Ruixiang (Ryan) Tang
About Me
I am a final year Ph.D. student in the Department of Computer Science at Rice University. My advisor is Prof. Xia Hu, who leads the DATA Lab and Rice and Rice D2K Lab. I obtained my bachelor’s degree from the Department of Automation, Tsinghua University, advised by Prof. Jiwen Lu.
My core research focus is in the realm of Trustworthy AI, a critical area that demands the infusion of trust throughout the AI lifecycle—from data acquisition and model development to deployment and user interaction. Within this overarching theme, I specialize in issues related to privacy, security, and explainability.

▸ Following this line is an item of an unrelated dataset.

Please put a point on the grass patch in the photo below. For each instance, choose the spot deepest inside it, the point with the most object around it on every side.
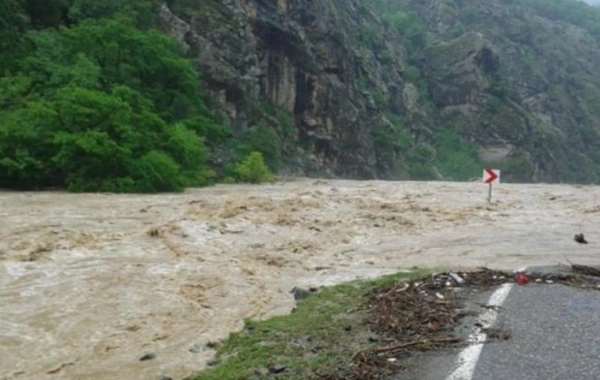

Additionally, I collaborate closely with health informaticians from UTHealth and Baylor College of Medicine to deploy reliable AI for healthcare applications.
Recently, the emergence of Large Language Models (LLMs) like GPT-4, brings new and complex challenges to the trustworthiness of AI. My long-term objective is to develop computational regulatory frameworks for these generative AI systems to prevent potential misuse and ensure their responsible utilization.
I’m graduating in 2024 and am actively seeking a tenure-track faculty position.
Research Overview
Interests
Large Language Model Security & Privacy
ML Backdoor Learning and its Applications in Copyright Protection
Explainable AI (XAI) and Fairness
Text Mining in Healthcare Applications
Education
Ph.D. in Computer Science, 2021- now
Rice University
Ph.D. in Computer Engineering, 2019 -2021
Texas A&M University
BSc in Automation, 2014 -2019
Tsinghua University
Research Experiences
Microsoft Research, Redmond, WA, May. 2023 - Aug. 2023
Team: AI for Health Team
Role: Applied Scientist Intern
Project: Medical Dialogue Generation, Personal Identifying Information (PII) Detection
Mentor(s): Gord Lueck, Rodolfo Quispe, Huseyin Inan, Janardhan Kulkarni
Microsoft Research, Remote, May. 2022 - Aug. 2022
Team: AI for Health Team
Role: Research Intern
Project: Medical Dialogue Summarization, Privacy Risk Analysis in Large Language Models
Mentor(s): Gord Lueck, Rodolfo Quispe, Huseyin Inan, Janardhan Kulkarni
Adobe Research, Remote, May. 2021 - Aug. 2021
Team: Document Intelligence Team
Role: Research Intern
Project: Watermarking Computer Vision Foundation Models and APIs
Mentor(s): Curtis Wigington, Rajiv Jain
Microsoft Research Asia, Beijing, China, Mar. 2019 - May. 2019
Team: Social Computing Group
Role: Research Intern
Project: Interpretable Recommendation Systems
Mentor(s): Xiting Wang, Xing Xie
Duke University, Durham, NC, May. 2018 - Aug. 2018
Team: Research of Radiology
Role: Summer Intern
Project: Classification of Chest CT using Case-level Weak Supervision
Mentor: Joseph Y. Lo
News (2023)
10/2023: Our paper about using LLMs for patient-trial matching was selected as the AMIA 2023 Best Student Paper and KDDM Student Innovation Award.
10/2023: Our paper about building knowledge refinement and retrieval systems for interdisciplinarity in biomedical research has been selected as CIKM 2023 Best Demo Paper Honorable Mention.
10/2023: One paper has been accepted by EMNLP 2023. We introduce a membership inference attack aimed at Large Language Models to analyze associated privacy risks.
09/2023: Two papers have been accepted by NeurIPS 2023. We proposed a honeypot mechanism to defend against backdoor attacks in language models.
09/2023: Our paper "The Science of Detecting LLM Generated Texts" has been accepted by the Communications of the ACM. We provide an overview of existing LLM-generated text detection techniques and enhance the control and regulation of language generation models.
08/2023: One paper has been accepted by ECML-PKDD 2023. We proposed a serial key protection mechanism for safeguarding DNN models.
08/2023: Two papers have been accepted by CIKM 2023. We proposed a transferable watermark for defending against model extraction attacks.
07/2023: Three Papers have been accepted by AMIA 2023 Annual Symposium. We investigated methods for harnessing the capabilities of LLMs in several healthcare tasks, such as Named Entity Recognition, Relation Extraction, and Patient-Trial Matching.
05/2023: One paper has been accepted by ACL 2023. We reveal that LLMs are "lazy learners" that tend to exploit shortcuts in prompts for downstream tasks. Additionally, we uncover a surprising finding that larger models are more likely to utilize shortcuts in prompts during inference.
04/2023: One paper has been accepted by SIGKDD Exploration 2023. We proposed a clean-label backdoor-based watermarking framework for safeguarding training datasets.
03/2023: One paper has been accepted by ICHI 2023. We proposed a deep ensemble framework for improving phenotype prediction from multi-modal data.